Looking for veterans statistics joined with household data in PUMS - Help appreciated!

Hi guys,

I'm new to PUMS usage, and I appreciate some assistance.

I’m looking for household size for households with veterans in 0 to 200 poverty in them. so the following is what I did and let me know if it is correct.

I pulled up a list of veterans in 0 – 200 poverty from the population table. I joined that table with the housing table using the serial no as key.

There are multiple serial nos that are duplicates as there can be more than one veteran per household. So I choose only the non-duplicated serial nos. Then I add up the housing weights for each serial no for the housing record, grouped by the NP field (number of persons in unit).

Does it sound right? Or am I off in my weight calculation, or would that be number of household for each household size for those with veterans in 0-200 poverty?



  • Hi Julie,

    In PUMS, there's a population file and a housing units file. Housing units refer to the actual structure of the house/dwelling, which is why all the variables in the housing units file are all about the building itself (how many rooms, year built, questions about plumbing, etc.). Household information would actually be in the population file (so use person weights), with the variable "relp" or "hht". (see PUMS Data Dictionary here: www.census.gov/.../documentation.html). Relp = relationship, hht = household/family type.

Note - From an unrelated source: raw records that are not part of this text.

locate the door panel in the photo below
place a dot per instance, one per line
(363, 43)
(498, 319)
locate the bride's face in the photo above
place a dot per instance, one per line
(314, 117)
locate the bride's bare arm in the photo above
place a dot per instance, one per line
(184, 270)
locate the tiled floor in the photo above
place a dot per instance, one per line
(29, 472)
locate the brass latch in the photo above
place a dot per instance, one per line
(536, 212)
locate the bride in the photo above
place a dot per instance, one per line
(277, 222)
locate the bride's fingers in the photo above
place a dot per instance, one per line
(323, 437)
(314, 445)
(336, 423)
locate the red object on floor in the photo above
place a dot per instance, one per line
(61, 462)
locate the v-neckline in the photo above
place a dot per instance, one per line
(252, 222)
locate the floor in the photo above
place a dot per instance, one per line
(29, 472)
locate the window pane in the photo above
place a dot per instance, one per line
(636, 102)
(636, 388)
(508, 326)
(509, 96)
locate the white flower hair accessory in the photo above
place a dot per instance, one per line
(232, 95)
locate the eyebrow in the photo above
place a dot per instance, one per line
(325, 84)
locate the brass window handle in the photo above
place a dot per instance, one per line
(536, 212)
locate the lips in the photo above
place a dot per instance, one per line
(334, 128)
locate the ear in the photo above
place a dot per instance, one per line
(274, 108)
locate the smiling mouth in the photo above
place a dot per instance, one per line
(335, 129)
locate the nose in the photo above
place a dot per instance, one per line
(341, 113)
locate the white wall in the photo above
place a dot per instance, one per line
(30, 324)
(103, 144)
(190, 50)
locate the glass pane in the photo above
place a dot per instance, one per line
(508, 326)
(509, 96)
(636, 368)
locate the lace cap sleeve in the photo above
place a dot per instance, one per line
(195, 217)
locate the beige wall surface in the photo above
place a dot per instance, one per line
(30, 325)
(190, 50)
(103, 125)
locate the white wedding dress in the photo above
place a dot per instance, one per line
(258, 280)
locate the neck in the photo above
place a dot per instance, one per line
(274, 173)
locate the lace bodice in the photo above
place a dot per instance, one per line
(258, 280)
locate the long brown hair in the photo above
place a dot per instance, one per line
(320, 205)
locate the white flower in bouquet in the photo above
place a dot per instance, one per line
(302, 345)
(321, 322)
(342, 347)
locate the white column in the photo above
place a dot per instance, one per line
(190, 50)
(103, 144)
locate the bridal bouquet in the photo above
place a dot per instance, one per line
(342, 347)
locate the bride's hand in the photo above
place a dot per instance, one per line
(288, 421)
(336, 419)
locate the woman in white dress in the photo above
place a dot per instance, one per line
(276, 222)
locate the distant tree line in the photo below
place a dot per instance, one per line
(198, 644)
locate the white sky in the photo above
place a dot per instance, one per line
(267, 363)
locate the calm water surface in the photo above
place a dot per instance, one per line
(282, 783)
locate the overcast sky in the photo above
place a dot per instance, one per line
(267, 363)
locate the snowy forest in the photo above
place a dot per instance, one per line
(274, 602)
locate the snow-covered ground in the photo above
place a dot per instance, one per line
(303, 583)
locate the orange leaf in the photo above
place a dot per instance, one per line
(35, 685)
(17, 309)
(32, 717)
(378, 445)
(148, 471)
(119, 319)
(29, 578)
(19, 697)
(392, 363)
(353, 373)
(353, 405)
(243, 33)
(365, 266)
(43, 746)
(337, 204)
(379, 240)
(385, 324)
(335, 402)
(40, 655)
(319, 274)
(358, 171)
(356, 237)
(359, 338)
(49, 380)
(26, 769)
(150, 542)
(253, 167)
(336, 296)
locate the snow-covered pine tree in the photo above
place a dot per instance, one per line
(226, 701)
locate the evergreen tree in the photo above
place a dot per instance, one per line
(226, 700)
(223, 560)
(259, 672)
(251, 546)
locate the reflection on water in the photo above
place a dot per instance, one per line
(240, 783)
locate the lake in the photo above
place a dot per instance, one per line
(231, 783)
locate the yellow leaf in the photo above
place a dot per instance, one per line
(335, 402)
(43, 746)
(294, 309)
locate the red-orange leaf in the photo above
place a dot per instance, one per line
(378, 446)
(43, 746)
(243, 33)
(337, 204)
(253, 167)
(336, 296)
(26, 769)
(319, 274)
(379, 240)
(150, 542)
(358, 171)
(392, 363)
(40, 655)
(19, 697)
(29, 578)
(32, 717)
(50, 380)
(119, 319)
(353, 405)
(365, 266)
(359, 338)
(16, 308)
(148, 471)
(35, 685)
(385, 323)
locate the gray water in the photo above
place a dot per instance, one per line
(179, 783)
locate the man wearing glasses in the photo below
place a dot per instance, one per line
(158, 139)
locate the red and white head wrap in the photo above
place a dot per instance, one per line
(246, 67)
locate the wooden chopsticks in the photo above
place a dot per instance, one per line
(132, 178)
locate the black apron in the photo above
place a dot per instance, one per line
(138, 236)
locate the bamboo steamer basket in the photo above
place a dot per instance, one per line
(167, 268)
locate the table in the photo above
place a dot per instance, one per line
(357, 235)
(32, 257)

    Using the housing unit serialno, and the relp variable, you can get at household characteristics (sounds like you're interested in subsetting to those for whom vps is not equal to bb, and povpip is between 0 and 200). FYI, the "reference person" in the relp variable is just the person who filled out the survey.

    Housing unit weights should only be used if you want to produce estimates for characteristics of the actual structure/building/dwelling unit. If you're producing estimates of veterans or veteran households, sounds like you should use person weights.

    Hope this helps!
  • In reply to Diana Lavery:

    thanks. I'm looking for the number of people in the household (or housing unit?). Wouldn't that be in the housing unit file? (NP (Number of person records following this housing record) If so, shouldn't I be summing the housing unit weight?
    Also, if I want to know if this household (with veterans) has children, that would be a field like HUPAC(HH presence and age of children) or FPARC (Family presence and age of related children)? If so, would I be adding up the unduplicated housing weights?

    Thanks again!
  • In reply to Julie Leung:

    Sounds like you are using the right variables for what you want. In general, I try to use the housing unit weights for variables I'm estimating that are explicitly listed in the housing unit variable list, and use the person weight for doing estimates using variables in the person variable list. If NP is from the housing unit file, then it sounds like you're doing the right thing.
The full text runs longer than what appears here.